If you were hoping for a quality dramatic performance from Arnold Schwarzenegger, good news, you’re going to get it. Trouble is, it’s hard to appreciate because first-time feature director Henry Hobson gets way too carried away with subverting zombie movie expectations and he winds up making Maggie a dull, miserable watch in the process.
Schwarzenegger leads the film as Wade, a father who manages to track down his missing daughter in the midst of a zombie apocalypse only to find out that she’s been bitten. Even though he’s well aware that Maggie (Abigail Breslin) will become increasingly dangerous, he’s willing to put his own life at risk so that they can spend her last few weeks together.
The premise of the film is downright brilliant. A good deal of zombie movies feature victims getting bit, dropping dead and then quickly reanimating as members of the walking dead. What if that process took weeks? Would you just give your loved one up to quarantine or would you rather take your chances and stand by his or her side until the very end? It’s a disturbingly fascinating idea that might even make you reconsider how you treat the ailing in real life. However, while it is an ingenious starting point, Hobson and writer John Scott don’t seem to know what to do with it.
The film’s marketing campaign has very clearly conveyed that Maggie isn’t your typical zombie apocalypse movie. There’s no running from hordes of zombies, there’s minimal blood and gore, and there’s no flashy action sequences either. However, even if a viewer walks into this well aware of that, the movie still needs to answer the most basic genre questions, especially because the story is set during such a unique time of a zombie apocalypse. When Maggie begins, the world is well beyond the initial outbreak and is working to suppress what’s left of it, primarily by spreading awareness. After being bitten, Maggie winds up at a “shelter for the infected,” but we never find out much about how such a facility operates.
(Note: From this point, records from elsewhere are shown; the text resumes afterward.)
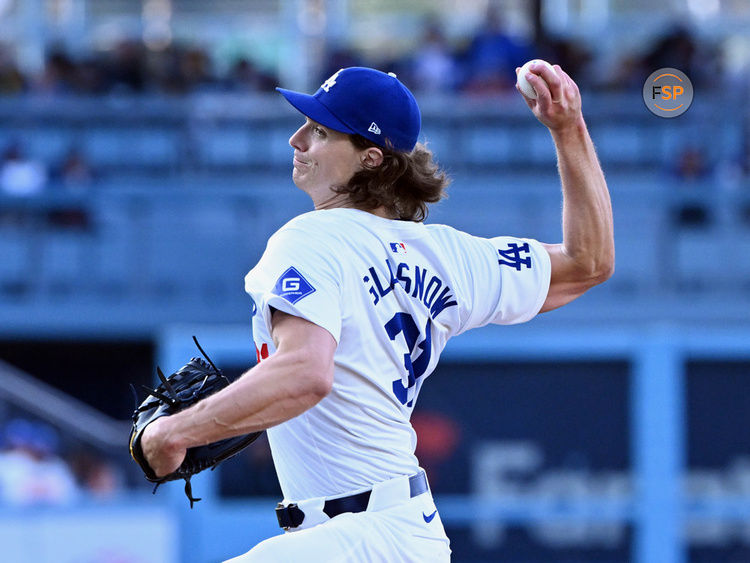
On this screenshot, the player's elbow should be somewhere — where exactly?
[292,349,333,404]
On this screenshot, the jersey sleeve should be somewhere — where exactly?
[452,232,551,332]
[245,228,341,342]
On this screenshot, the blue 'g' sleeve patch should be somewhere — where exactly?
[271,267,315,304]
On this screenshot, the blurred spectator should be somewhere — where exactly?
[411,409,461,487]
[409,20,457,94]
[34,49,78,94]
[670,145,713,228]
[53,147,95,191]
[0,419,78,506]
[604,25,721,89]
[107,41,147,93]
[0,141,47,196]
[47,147,95,229]
[224,58,278,92]
[0,45,26,96]
[219,432,281,497]
[539,37,594,88]
[70,450,124,499]
[462,6,532,94]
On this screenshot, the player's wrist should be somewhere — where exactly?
[549,114,588,143]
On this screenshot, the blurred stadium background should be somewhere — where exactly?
[0,0,750,563]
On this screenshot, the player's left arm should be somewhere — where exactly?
[141,311,336,476]
[516,65,615,318]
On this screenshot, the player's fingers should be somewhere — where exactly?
[526,72,552,106]
[516,82,536,110]
[558,67,580,104]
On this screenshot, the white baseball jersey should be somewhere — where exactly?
[245,209,550,500]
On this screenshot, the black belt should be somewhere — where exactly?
[276,471,428,530]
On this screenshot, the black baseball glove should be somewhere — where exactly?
[130,337,262,508]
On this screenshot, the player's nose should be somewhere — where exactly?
[289,125,306,152]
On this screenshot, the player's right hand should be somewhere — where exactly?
[516,63,582,131]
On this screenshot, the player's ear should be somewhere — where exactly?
[360,147,383,168]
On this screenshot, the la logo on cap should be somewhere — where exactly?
[320,68,344,92]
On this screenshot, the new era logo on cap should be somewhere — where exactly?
[276,67,422,152]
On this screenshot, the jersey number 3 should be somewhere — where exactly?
[385,313,432,407]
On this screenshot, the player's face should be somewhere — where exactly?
[289,119,362,202]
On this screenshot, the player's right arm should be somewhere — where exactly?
[524,61,615,312]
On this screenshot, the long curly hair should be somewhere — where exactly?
[334,135,450,222]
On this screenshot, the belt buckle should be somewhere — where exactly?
[276,502,305,532]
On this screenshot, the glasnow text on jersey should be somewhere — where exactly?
[362,260,458,319]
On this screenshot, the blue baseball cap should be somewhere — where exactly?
[276,67,422,152]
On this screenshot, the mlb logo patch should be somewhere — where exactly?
[391,242,406,254]
[271,267,315,304]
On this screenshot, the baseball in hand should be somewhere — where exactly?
[516,59,555,100]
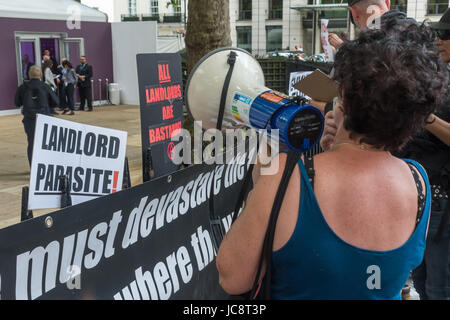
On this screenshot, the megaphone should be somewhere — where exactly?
[185,47,324,152]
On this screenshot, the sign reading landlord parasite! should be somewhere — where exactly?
[28,115,127,210]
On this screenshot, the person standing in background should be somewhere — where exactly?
[42,59,59,115]
[62,60,78,115]
[75,56,93,111]
[22,54,33,80]
[14,65,59,166]
[58,57,67,110]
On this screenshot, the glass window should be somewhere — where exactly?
[269,0,283,20]
[236,26,252,53]
[391,0,408,13]
[427,0,448,14]
[266,26,283,52]
[173,0,181,15]
[239,0,252,20]
[128,0,137,16]
[150,0,159,16]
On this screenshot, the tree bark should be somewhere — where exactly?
[186,0,231,73]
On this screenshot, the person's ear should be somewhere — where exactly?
[348,7,359,26]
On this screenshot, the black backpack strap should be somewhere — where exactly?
[209,51,239,252]
[250,150,300,299]
[304,152,316,191]
[408,164,425,227]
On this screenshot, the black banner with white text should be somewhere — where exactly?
[0,150,251,300]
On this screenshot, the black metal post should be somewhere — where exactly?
[59,175,72,208]
[142,147,155,182]
[122,157,131,190]
[20,187,33,222]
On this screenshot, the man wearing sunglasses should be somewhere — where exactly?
[328,0,415,49]
[309,0,414,114]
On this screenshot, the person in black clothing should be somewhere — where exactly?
[14,65,59,166]
[399,9,450,300]
[43,49,58,74]
[75,56,93,111]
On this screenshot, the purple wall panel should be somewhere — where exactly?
[0,18,113,110]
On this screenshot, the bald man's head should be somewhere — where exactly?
[349,0,391,29]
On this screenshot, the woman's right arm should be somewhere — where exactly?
[425,114,450,146]
[216,154,286,294]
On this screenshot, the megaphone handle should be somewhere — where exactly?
[216,51,237,130]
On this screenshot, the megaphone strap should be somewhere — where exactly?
[216,51,237,130]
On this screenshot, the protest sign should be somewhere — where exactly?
[0,148,252,300]
[28,114,127,210]
[137,53,183,181]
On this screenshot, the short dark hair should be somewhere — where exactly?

There’s also some talk of the need to wear rubber gloves, but very few characters actually do it. Why is that? Do the employees feel comfortable enough around the infected now?
At one point, Maggie receives a pamphlet that details what she needs to know now that she’s infected and rips it up to convey how devastated she is, but it’s hard to care about how she’s feeling when you’re so desperate to read the thing. Hobson and Scott clearly wanted to make a movie that steers clear of genre cliches and is a father-daughter drama above all else, but they go to such an extreme that Maggie might as well have been about a kid with cancer.
It’s especially frustrating and unfortunate because all of the performances are solid and the premise is insanely promising. Schwarzenegger probably won’t ever completely shake the super tough exterior, but he certainly comes across as a very relatable, loving father here. Breslin gets a nice assist from the eerily natural zombie transformation makeup, but it’s her ability to move between selling Maggie as a strong young woman trying to keep it together for her family and also being downright terrified that makes the performance especially heart wrenching.
However, despite their quality work, their relationship isn’t half as powerful as it could have been because it essentially goes nowhere. They love each other dearly and spend the large majority of the movie moping around because of the hopeless situation. Wade’s got to go up against the local authorities who are determined to take Maggie to quarantine to keep the town safe while Maggie suffers through what’s largely an internal struggle, but there’s no character growth or conflict within the relationship. Joely Richardson could and should have created a good deal of tension as Caroline, but Hobson’s subdued approach to the material makes her character feel more like a passive sucker rather than a stepmother who has to choose between supporting Maggie and Wade or going off to be with her two younger children.
The most moving part of Maggie is a brief sequence during which Maggie gets to spend one last night with a group of high school friends, including Trent (Bryce Romero), a guy she had a relationship with who’s now also infected. Whereas all of the moments between Maggie and Wade feel rather monotonous, seeing an infected Maggie try to have some fun with her healthy high school friends is incredibly refreshing. There’s no forgetting the fact that Maggie is on her way out, but getting to see her hang out with her best friend Allie (Raeden Greer) and share one last tender moment with Trent makes her two subsequent scenes with them the most effective tearjerkers of the movie.
Maggie is just one big missed opportunity. Hobson’s certainly got potential, but his determination to highlight the characters’ misery through dim visuals and super sad faces winds up completely sucking the life out of the concept. (Pun intended.)